In a sign of maturity for the Java platform, Sun Microsystems execs said this week's JavaOne Developer Conference in San Francisco will go back to the basics by delivering less hype and more technology. Instead of simply watching chief executives market their products, attendees will learn how to move Java applications beyond the computer to cellular phones, PDAs, smart cards, and any other networked device, says Patricia Sueltz, executive VP and general manager of Sun's software systems group. "This year, we're going to focus back on you, the developer," she said in a keynote address Monday.
Winning developers to the platform for building and running Web applications is crucial for Sun and its partners, who face formidable competition from Microsoft's .Net technology. Both camps are focused on delivering tools that support XML and emerging Web-services standards, which proponents say will drive the next generation of Web applications.
In helping Java move beyond computers, the Java Community Process, the Sun-established industry-standards group, is developing application programming interfaces supporting XML and Web-services technology, says Richard Green, VP and general manager of Java and XML for Sun. One such API would enable Java applications running on mobile phones and PDAs to communicate with other applications on a network through an XML-based Simple Object Access Protocol, an emerging Web-services standard. In addition, with Sun's "Project Monty," virtual machines can run applications 10 times faster but use less battery power in handhelds, Green says. And for developers building server-side applications on the Java 2 enterprise platform, Green said an early release of the Java Web Services Developer Pack for Solaris, Windows 2000 and XP, and Red Hat Linux is available on Sun's Web site.
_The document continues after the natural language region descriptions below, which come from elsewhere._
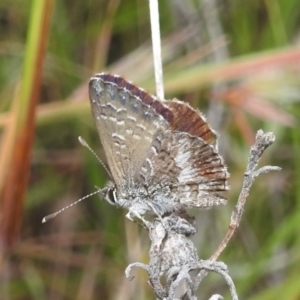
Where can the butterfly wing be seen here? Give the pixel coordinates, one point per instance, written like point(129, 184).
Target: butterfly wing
point(127, 119)
point(191, 168)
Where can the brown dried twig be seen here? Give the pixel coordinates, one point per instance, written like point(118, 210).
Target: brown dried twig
point(173, 255)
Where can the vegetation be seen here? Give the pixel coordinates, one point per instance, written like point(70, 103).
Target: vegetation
point(238, 62)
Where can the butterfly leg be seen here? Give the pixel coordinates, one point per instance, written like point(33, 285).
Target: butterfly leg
point(133, 215)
In an indirect reference to a federal antitrust lawsuit Sun filed against Microsoft earlier this month, Green encouraged developers to install the latest version of the desktop Java platform, Java 2 Standard Edition, on Microsoft's latest Windows operating system, XP. In the suit, Sun claims Microsoft has engaged in unfair business practices by leveraging its Windows desktop monopoly to undermine Sun's competing Java platform. Sun claims Microsoft is using Windows XP to impede Java's adoption in the market.